Behind her lids, the mountains glowed with orange. Galvez’s hands were flat on the table. Graham’s face was tense after Wyatt had said fourteen to eighteen inches of snow.
She opened her eyes again and stared outside. The logging road curved, and the glow of the staging area disappeared behind the trees.
Now there was only the tunnel of Wyatt’s headlights and the sound of ice crunching under the tires.
As Kori watched the road, exhaustion settled into her bones like the cold had earlier—deep and heavy and harder to shake with every hour that passed.

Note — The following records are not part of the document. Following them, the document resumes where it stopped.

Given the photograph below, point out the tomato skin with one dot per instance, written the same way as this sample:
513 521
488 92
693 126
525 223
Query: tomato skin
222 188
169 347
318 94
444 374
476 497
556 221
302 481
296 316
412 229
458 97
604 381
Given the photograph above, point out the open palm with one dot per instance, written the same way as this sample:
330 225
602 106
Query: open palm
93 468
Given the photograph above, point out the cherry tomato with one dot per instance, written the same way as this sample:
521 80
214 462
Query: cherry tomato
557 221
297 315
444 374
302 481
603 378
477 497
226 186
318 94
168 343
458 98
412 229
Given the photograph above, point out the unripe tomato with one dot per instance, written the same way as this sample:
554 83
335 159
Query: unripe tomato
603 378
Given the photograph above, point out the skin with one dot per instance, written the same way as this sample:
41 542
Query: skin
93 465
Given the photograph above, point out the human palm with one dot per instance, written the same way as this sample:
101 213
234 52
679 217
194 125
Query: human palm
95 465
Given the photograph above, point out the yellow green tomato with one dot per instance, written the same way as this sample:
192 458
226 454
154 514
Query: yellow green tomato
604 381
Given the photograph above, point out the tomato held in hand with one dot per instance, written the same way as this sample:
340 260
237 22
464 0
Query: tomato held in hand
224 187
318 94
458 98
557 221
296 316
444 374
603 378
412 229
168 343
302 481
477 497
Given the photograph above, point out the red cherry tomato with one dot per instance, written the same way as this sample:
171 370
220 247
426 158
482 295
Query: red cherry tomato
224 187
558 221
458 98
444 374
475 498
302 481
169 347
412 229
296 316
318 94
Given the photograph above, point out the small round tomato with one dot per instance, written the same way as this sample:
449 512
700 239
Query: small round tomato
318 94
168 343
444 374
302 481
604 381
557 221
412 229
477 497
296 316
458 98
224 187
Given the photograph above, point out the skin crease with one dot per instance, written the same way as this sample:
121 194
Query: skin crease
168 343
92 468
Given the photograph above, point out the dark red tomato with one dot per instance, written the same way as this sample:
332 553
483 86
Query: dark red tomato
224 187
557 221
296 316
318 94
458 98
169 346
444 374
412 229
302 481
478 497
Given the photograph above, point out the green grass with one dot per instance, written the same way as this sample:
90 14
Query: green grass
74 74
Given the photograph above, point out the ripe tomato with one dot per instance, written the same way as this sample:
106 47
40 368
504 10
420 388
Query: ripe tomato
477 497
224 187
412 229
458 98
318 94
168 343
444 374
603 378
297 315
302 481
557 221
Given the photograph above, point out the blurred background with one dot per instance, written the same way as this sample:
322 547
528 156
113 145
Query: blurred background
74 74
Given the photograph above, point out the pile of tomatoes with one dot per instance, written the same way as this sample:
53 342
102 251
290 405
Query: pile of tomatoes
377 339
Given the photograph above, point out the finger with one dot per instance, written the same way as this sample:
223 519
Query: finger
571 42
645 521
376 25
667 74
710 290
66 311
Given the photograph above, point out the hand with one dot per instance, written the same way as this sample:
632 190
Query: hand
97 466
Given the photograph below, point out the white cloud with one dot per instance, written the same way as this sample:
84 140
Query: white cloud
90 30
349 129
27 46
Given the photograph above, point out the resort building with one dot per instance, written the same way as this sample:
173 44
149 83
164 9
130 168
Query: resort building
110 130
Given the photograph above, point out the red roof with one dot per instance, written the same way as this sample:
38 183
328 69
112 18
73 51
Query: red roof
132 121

Tomorrow, she told herself.
Tomorrow they’d start again. The disposal unit would clear the compound. The forensics team would find something significant in those structures. The mystery woman might give them more information.
Tomorrow there would be something to work with.
She held onto that hope.
Wyatt kept his speed steady and his eyes on the road as he drove back.
Kori was quiet beside him. Her head rested against the window, and her eyes were open but unfocused as she watched the darkness pass outside. She wasn’t asleep. She probably hadn’t been able to fully sleep since she arrived in Blue Ridge Hollow.
He checked the mirror again.
Headlights glared behind him. The vehicle had turned onto the highway maybe a quarter mile back.
There was nothing unusual about that—people drove this highway at night all the time. It connected three towns and the interstate exchange to the south. There were plenty of legitimate reasons for someone to be out at this hour.
He watched the vehicle for a moment.
At first the driver remained at a distance.
Then the headlights grew closer.
Wyatt maintained his speed. The road curved ahead toward the four-mile straightaway that ran between the two mountain ridges—where there would be open highway with no turnoffs and no shoulders.
He’d driven this stretch a hundred times.
He knew exactly how exposed it was—and dangerous.
The headlights behind him closed the gap.
He pressed his foot on the accelerator—not enough for Kori to notice, just enough to create some distance.
The vehicle behind them matched the increase within seconds.
Wyatt’s jaw tightened.
He didn’t like where this was going.